Vlechtend en meanderend fluvioglaciaal (noordelijk kristallijn materiaal en vuursteen) en fluviatiel (Rijn), inclusief geul en riviervlakte (Busschers 2008). Fluviolacustrien.
Veelal scherp contact, gemarkeerd door een grindrijke geulbodemafzetting. Discordant contact met fijner fluviatiel zand en klei (Formaties van Urk, Sterksel, Waalre en Stramproy; Kiezeloöliet Formatie), keileem (Laagpakket van Gieten, Formatie van Drente), of glaciolacustriene klei en fijn zand (Laagpakket van Uitdam, Formatie van Drente). Diffuse overgang naar grof en grindhoudend Maaszand (Formatie van Beegden), deels geleidelijke overgang naar fluvioglaciaal zand (Laagpakket van Schaarsbergen, Formatie van Drente). Stijve siltige klei (Laag van Wijchen) lokaal discordant op periglaciaal zand (Formatie van Boxtel).

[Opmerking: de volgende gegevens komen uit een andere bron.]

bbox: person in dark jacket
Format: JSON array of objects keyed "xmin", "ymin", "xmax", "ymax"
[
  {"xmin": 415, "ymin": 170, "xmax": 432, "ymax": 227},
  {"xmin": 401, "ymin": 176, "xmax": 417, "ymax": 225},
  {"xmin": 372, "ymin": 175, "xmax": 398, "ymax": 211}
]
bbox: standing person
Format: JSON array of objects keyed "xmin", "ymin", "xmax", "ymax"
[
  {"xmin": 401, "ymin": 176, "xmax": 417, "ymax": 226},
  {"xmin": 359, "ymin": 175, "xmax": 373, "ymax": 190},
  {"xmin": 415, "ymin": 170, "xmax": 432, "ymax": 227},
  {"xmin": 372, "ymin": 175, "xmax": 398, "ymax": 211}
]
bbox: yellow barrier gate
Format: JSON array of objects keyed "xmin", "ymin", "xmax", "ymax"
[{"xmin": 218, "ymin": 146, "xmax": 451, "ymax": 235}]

Top deels gemarkeerd door stijve siltige klei (Laag van Wijchen) met een paleosol. Discordant, deels geleidelijke overgang naar zachte humeuze rivierklei en fijner glimmer- en kalkhoudend zand (Formatie van Echteld), fijner periglaciaal dekzand (Laagpakket van Wierden, Formatie van Boxtel), of veen (Basisveen Laag, Formatie van Nieuwkoop). Veelal scherp contact met schelphoudend marien zand (Eem Formatie) of fijner, klei- en kalkrijker getijzand (Formatie van Naaldwijk).